Bids on Phase 11, which is slated for LNG export, were opened in March 2003. In February 2004, Total (30 percent) formed "Pars LNG" along with Petronas (20 percent) and NIOC (50 percent). In April 2004, Total was selected to enter into final negotiations on the $1.2 billion project, while Petronas reportedly withdrew in May 2005. In addition, CNPC is negotiating for a 10 percent stake, and Indias ONGC is reportedly interested as well. Phase 11 is slated to produce 2 Bcf/d for export as LNG and 80,000 bbl/d of condensate under a buyback contract, possibly beginning in 2010.
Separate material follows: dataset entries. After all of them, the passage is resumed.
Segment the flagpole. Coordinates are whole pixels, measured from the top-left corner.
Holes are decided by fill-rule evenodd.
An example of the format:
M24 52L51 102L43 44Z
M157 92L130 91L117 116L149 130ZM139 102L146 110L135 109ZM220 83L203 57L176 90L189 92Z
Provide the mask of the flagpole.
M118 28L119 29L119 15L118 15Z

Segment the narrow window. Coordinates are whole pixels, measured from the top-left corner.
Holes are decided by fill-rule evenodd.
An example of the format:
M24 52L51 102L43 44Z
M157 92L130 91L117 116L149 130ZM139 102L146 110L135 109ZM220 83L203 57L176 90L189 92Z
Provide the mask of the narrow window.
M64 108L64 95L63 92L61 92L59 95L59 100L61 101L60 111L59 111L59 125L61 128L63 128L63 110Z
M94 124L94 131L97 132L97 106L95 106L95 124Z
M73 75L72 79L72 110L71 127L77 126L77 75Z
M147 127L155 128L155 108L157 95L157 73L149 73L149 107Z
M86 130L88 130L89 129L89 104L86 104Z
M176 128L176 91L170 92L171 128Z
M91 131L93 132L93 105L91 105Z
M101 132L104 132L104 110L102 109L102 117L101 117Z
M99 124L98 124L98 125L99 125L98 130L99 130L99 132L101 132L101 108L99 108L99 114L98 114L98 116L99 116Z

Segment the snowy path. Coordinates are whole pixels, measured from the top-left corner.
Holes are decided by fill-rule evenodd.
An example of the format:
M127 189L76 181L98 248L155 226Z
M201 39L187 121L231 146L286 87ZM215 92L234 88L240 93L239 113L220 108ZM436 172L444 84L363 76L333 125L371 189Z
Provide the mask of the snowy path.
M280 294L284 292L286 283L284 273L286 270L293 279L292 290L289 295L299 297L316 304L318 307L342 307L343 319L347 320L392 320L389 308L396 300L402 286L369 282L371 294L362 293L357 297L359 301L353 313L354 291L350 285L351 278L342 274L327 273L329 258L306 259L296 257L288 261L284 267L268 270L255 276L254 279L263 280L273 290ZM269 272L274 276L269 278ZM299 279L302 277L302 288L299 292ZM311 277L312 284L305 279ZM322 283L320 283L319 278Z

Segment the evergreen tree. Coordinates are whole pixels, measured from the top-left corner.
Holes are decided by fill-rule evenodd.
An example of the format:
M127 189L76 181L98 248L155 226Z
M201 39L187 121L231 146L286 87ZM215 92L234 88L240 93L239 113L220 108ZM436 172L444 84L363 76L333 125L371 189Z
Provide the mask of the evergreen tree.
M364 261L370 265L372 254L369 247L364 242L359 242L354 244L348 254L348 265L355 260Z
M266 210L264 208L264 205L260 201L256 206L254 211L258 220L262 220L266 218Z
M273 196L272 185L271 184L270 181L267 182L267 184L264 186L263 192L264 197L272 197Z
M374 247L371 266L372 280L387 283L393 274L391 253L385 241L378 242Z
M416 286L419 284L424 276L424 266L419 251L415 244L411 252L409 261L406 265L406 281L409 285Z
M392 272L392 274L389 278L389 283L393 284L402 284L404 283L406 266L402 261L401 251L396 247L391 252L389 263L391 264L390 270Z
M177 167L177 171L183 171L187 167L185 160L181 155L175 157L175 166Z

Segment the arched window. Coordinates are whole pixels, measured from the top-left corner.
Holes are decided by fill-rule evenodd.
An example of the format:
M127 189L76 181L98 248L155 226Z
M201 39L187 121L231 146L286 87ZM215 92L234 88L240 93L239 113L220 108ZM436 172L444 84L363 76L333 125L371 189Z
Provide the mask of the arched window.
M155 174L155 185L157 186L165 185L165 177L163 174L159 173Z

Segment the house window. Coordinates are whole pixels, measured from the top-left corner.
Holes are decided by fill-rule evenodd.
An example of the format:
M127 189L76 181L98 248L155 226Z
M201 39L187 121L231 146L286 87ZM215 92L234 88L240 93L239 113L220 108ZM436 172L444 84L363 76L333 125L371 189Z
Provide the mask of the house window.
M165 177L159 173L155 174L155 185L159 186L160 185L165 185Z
Phase 12 is slated for LNG export (2 Bcf/d), reinjection (0.7 Bcf/d), and condensate production (around 100,000 bbl/d), possibly beginning around 2010. The consortium slated to export the LNG is called "NIOC LNG." As of mid-2005, both Eni and Statoil were in the running to participate in developing Phase 12; BG reportedly withdrew from participation in June 2005.
Meanwhile, a Shell-led consortium called "Persian LNG" hopes to win Phase 13, which is slated for LNG export (2 Bcf/d) and LPG production (80,000 bbl/d) starting in 2010. In September 2004, Shell signed a framework agreement on the $4 billion project, along with NIOC, Repsol and YPF. According to Shell, a final investment decision on the project is due by the end of 2006.
Phase 14 of South Pars is slated for gas-to-liquids (GTL) development, with Statoil and Shell reportedly interested.
In January 2005, phases 15-16 of the South Pars project were initially awarded to a consortium of international and domestic companies led by Norways Aker Kvaener. Subsequently, they were re-tendered. The two phases are expected to cost $2 billion to develop. They are expected to produce 2 Bcf/d of natural gas for domestic use, plus 80,000 bbl/d of condensate and 1 million tons per year of LPG for export.
Phases 17 and 18 of South Pars are expected to produce 2 Bcf/d of natural gas, possibly for export to Pakistan/India, plus 70,000 bbl/d or so of condensates. In late 2004, Iran invited companies to bid on Phases 17 and 18.
In addition to South Pars, Irans long-term natural gas development plans may involve: the 48-Tcf North Pars field (a separate structure from South Pars); the 6.4-Tcf, non-associated Khuff (Dalan) reservoir of the Salman oil field (which straddles Irans maritime border with Abu Dhabi, where it is known as the Abu Koosh field); the 800-Bcf Zireh field in Bushehr province; the 4-Tcf Homa field in southern Fars province; the 14-Tcf Tabnak natural gas field located in southern Iran; the onshore Nar-Kangan fields, the 13-Tcf Aghar and Dalan fields in Fars province, and the Sarkhoun and Mand fields. In September 2003, President Khatami inaugurated the first phase of Tabnak development, along with a related gas processing plant and a combined cycle power facility.
In June 2004, the Iranian News Agency reported that Iran had discovered two new natural gas fields in the Persian Gulf, one at Balal and the other beneath Lavan Island (with possible reserves of 7 Tcf).